NEW YORK (CNNMoney) -- If there's an upside to the embattled Dodd-Frank laws, it's made it less likely that a rogue trader could topple a major U.S. financial institution.
It's also more difficult now for a rogue trader to cause a U.S. bank to lose, say $2 billion, the amount that a UBS trader may have cost the Swiss bank this week via unauthorized trades.
Contained within the Dodd-Frank legislation, which was passed in 2010, is the Volcker Rule, named after former Fed chair Paul Volcker.
It sets limits on U.S. banks' ability to trade their own funds. That wasn't the case in 2008, when losses from bad bets that banks made on mortgages led to the ensuing meltdown of Bear Stearns and Lehman Brothers.
Implementation of the Volcker Rule is expected to be pushed back from its original deadline of July 21, 2012. Yet most of the largest U.S. banks have already sold or shuttered the desks that make these trades -- the so-called "prop" or proprietary trading desks.
"Banks can put themselves under with dangerous trading and take the commercial side with them as they go down," said Robert Prentice, a professor of business law at the University of Texas' McCoombs School of Business. "A big part of what the Volcker Rule will do is separate out the risky trading from the deposits."
Traders at firms backed by the Federal Reserve, including Goldman Sachs (GS, Fortune 500), Morgan Stanley (MS, Fortune 500), JPMorgan Chase (JPM, Fortune 500) and Bank of America (BAC, Fortune 500), now have minimal opportunities to trade the bank's own capital.
Bank of America, Goldman Sachs and JPMorgan Chase said they've all closed their "prop" desks. Morgan Stanley has previously said it will be out of proprietary trading by the end of 2012 when it finalizes the spin-off of its "Process-Driven Trading" unit.
JPMorgan Chase moved its traders into its asset management division, where traders will make bets with clients' money not the banks.
Banks, in theory, could still be on the hook for significant losses if traders make bold bets with client money. Using financial instruments like options and derivatives, traders can magnify the loss or gain made on individual trades. Not only could a trader lose the clients' funds but the financial institution still must provide a backstop for these trades.
Early Friday, U.K. police chaged UBS trader Kweku Adoboli with fraud over the $2 billion of unauthorized trades. Adoboli is said to be part of the UBS division that makes bets around exchange traded funds.
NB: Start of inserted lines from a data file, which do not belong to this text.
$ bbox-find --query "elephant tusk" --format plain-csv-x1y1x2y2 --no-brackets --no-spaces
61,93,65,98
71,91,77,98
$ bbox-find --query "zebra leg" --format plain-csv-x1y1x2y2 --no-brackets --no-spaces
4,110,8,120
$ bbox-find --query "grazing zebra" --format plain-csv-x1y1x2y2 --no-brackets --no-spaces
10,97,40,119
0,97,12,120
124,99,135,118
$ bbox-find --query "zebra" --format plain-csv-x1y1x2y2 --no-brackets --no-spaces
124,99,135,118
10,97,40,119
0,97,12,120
While the reported $2 billion loss will hurt the Swiss bank's balance sheet, analysts say it's unlikely to topple it.
Shares of UBS (UBS) rose about 3.5% midday Friday, a day after tumbling 10%.
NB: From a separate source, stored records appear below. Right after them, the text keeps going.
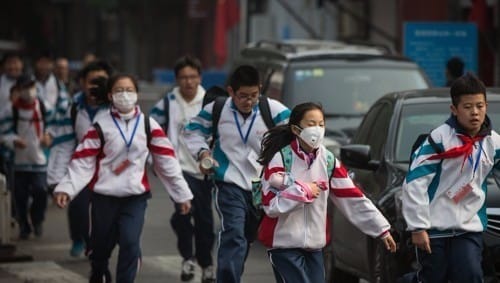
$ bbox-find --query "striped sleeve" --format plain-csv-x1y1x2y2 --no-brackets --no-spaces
183,102,214,160
402,136,443,231
55,127,101,199
330,160,391,237
149,97,166,129
149,118,193,203
261,152,313,217
47,107,77,185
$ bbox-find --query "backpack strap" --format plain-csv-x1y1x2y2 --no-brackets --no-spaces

Several traders and analysts speculate that Adoboli's bad bet probably involved a wrong call on the direction of the Swiss Franc or another asset tied to it.
In August and early September, investors raced into the Swiss Franc, which was seen as a safe haven amid all the European turmoil. On Sept. 6, the Swiss government intervened and said it would halt the rise in its currency by selling francs and buying euros in unlimited quantities.
Under the Volcker rule, traders wouldn't have access to the funds needed to make unauthorized bad bets.
But just like UBS, U.S. banks must still wrestle with the right mix of oversight and risk control measures.
"Traders who fail will always want to double down," says Stephen Brown, a professor of finance at New York University's Stern School of Business, who has researched other rogue traders. "When you have supervisors who rely on computer software rather than human contact, there's a false sense of security."
Much of the banking system relies on computers for spotting unusual trading activity that could signal unauthorized trades.
Many industry watchers still wonder whether the Volcker Rule in its final form will mandate the spin-off of prop trading from banks or whether it will ultimately be watered down.
"You can't underestimate the lobbying ability of the banking industry in the U.S. and the U.K." said Stewart Hamilton, a professor of finance and accounting at IMD Business School in Lausanne, Switzerland. "It's huge."